Op-Ed: Yes to Reparations for Slavery

November 18, 2020

Yes to Reparations for Slavery

The NAACP San Diego Branch supports and applauds Assemblywoman Weber’s proposal to create a commission to study reparations for the enslavement of more than 4 million Africans and their descendants from 1619 to 1865. As recognized by Weber’s bill, AB3121, the true costs of slavery and the systematic racism that followed, continues to reverberate throughout the Country, denying African Americans economic prosperity, educational opportunities and the full panoply of rights guaranteed under the U.S. and California Constitution. 

As recognized by the United States with victims of the Holocaust, Japanese internment camps and stolen lands of Native Americas, the United States has a moral and legal imperative to study not only how individual and corporate slaveowners wrongfully benefited from labor and lives of enslaved people, but to compensate for the economic and cultural damage caused by 400 years of systemic racism. These three historic examples of reparations can help us understand how to confront America’s “original sin.”

In 2000, the US government (Clinton) signed a treaty whereby Germany agreed to set aside 10 billion Deutsche marks to compensate all United States victims (including those who emigrated to the U.S.) of the Nazis. Both the German Government and German companies (most notably Deutsche Bank AG, Volkswagen, and BMW) contributed equally to a fund known as the “Remembrance, Responsibility, and the Future” Fund. Such treaty ended series of class action lawsuits known as the “In re Holocaust Victim Assets Litigation” to compensate Jews and non-Jews specifically for slave and forced labor they performed for German industry during the war. One of the lawsuits resulted in a $1.25 billion dollar settlement by Swiss Banks for victims of the Holocaust. Before the treaty was signed, President Bill Clinton established the “The Presidential Advisory Commission on Holocaust Assets in the United States,” to investigate U.S. assets acquired after 1933, and to determine whether any U.S. assets were originally the property of European Jews.

In 1988, the US government (Reagan) signed the Civil Liberties Act of 1988 which provided $20,000 in reparations (tax free) to the surviving victims of the Japanese Internment Camps. This bill paid nearly 62,000 surviving victims. Before the passage of this law, the US Congress created a special commission to examine the issue of reparations and recommended that compensation be paid, concluding that the evacuation order, based on war hysteria and racial prejudice, violated Japanese families’ Constitutional rights. 

In 1946, the US government, passed the Indian Claims Act of 1946 to thank Native Americans for their military service in WWII. The US government created the “Indian Claims Commission” which allowed First Nation tribes to bring claims of reparations (such as takings of land) against the United States.

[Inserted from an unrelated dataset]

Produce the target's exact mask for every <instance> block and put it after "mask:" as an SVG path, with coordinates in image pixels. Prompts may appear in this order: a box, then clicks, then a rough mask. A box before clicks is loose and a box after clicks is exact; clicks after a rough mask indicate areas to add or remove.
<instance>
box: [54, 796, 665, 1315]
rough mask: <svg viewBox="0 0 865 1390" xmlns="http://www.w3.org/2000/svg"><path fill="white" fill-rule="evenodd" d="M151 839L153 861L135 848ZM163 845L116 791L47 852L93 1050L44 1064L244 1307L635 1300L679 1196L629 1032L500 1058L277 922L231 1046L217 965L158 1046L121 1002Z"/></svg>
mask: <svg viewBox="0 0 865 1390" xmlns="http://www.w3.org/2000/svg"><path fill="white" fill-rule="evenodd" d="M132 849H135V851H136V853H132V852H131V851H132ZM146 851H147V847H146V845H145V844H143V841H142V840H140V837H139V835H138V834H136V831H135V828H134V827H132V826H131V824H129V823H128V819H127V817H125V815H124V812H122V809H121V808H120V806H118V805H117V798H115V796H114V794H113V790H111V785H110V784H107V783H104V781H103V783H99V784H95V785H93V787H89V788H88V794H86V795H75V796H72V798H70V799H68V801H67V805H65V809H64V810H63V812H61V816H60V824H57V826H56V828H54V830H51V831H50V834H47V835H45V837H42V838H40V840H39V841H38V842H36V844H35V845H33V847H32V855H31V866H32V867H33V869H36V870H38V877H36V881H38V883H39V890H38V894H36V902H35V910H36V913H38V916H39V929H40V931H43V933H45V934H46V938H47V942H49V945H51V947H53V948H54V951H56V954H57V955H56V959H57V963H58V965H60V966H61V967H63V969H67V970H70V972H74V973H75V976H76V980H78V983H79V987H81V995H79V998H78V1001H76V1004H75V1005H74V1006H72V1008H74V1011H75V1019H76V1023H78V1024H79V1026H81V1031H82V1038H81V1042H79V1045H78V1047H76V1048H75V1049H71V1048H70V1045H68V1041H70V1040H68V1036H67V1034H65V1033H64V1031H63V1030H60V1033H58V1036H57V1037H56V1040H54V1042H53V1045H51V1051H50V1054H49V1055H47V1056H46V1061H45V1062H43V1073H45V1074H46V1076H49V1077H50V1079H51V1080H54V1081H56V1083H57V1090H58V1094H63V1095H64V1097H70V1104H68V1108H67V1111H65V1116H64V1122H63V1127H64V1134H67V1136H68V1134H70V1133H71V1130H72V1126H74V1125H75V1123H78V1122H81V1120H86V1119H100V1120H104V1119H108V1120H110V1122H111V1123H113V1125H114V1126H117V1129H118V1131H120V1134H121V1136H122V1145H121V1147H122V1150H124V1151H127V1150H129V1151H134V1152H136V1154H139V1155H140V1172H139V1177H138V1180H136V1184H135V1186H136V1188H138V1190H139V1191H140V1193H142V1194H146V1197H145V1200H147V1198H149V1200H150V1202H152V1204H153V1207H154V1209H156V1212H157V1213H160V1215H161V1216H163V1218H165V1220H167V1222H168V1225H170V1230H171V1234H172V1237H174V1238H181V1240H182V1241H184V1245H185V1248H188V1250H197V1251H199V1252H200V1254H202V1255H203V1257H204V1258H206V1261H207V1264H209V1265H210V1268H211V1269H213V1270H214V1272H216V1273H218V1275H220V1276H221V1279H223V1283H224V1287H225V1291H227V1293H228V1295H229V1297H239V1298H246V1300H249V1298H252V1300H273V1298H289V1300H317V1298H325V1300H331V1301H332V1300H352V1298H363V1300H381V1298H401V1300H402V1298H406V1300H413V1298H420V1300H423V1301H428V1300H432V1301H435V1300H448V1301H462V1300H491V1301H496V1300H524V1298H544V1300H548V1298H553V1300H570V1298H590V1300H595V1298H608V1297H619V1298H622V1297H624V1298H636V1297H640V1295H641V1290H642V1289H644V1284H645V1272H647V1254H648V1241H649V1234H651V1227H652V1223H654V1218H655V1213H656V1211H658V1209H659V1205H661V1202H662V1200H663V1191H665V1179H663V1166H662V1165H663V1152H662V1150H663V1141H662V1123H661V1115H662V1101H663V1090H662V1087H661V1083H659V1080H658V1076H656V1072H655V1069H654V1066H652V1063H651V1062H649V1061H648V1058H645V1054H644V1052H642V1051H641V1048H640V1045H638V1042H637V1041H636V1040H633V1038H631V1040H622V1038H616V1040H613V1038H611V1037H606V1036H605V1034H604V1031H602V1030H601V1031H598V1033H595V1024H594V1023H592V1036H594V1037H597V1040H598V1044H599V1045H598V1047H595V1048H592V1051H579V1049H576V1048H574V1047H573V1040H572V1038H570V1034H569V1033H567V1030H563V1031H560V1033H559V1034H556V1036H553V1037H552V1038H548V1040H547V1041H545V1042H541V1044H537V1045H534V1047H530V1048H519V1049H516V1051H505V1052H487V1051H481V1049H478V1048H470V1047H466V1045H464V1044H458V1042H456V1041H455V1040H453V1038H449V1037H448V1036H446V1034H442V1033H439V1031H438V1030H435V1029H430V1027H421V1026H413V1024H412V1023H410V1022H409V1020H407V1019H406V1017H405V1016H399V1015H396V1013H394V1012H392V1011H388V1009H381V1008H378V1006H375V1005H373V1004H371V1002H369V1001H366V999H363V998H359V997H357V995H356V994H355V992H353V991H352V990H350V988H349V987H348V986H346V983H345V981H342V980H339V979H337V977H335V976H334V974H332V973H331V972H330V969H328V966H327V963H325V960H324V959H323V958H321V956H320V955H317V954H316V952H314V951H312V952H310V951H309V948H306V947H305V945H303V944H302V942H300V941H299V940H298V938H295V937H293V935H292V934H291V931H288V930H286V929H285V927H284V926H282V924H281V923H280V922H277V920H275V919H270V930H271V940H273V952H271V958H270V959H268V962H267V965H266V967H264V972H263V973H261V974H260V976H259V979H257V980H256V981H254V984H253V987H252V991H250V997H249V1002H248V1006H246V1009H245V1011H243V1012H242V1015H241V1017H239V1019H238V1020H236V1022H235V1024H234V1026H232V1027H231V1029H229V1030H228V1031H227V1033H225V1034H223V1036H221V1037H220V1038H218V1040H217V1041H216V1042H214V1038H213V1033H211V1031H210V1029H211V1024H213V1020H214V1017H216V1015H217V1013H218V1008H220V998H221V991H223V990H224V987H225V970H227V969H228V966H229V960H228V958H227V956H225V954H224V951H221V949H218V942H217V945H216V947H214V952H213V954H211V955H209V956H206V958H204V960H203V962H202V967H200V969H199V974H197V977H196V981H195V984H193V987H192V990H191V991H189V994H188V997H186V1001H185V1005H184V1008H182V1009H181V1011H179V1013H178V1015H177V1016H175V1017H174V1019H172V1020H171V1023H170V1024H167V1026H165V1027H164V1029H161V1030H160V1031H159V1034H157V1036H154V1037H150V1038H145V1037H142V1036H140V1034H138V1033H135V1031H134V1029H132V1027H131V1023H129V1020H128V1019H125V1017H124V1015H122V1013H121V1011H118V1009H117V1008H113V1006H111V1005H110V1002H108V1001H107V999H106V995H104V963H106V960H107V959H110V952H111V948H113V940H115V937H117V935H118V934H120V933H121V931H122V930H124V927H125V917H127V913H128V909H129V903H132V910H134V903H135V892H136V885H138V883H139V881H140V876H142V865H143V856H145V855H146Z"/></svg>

By the time the commission was adjourned in 1978, the US Government awarded $818,172,606.64 in claims. 

Weber’s Bill recognizes centuries of injustice and its effect towards a distinct population of United States citizens. Creating a task force to study reparations is an important step that was taken both by Reagan and Clinton. The NAACP San Diego Branch will continue to support Dr. Weber’s efforts in Sacramento to heal our Nation.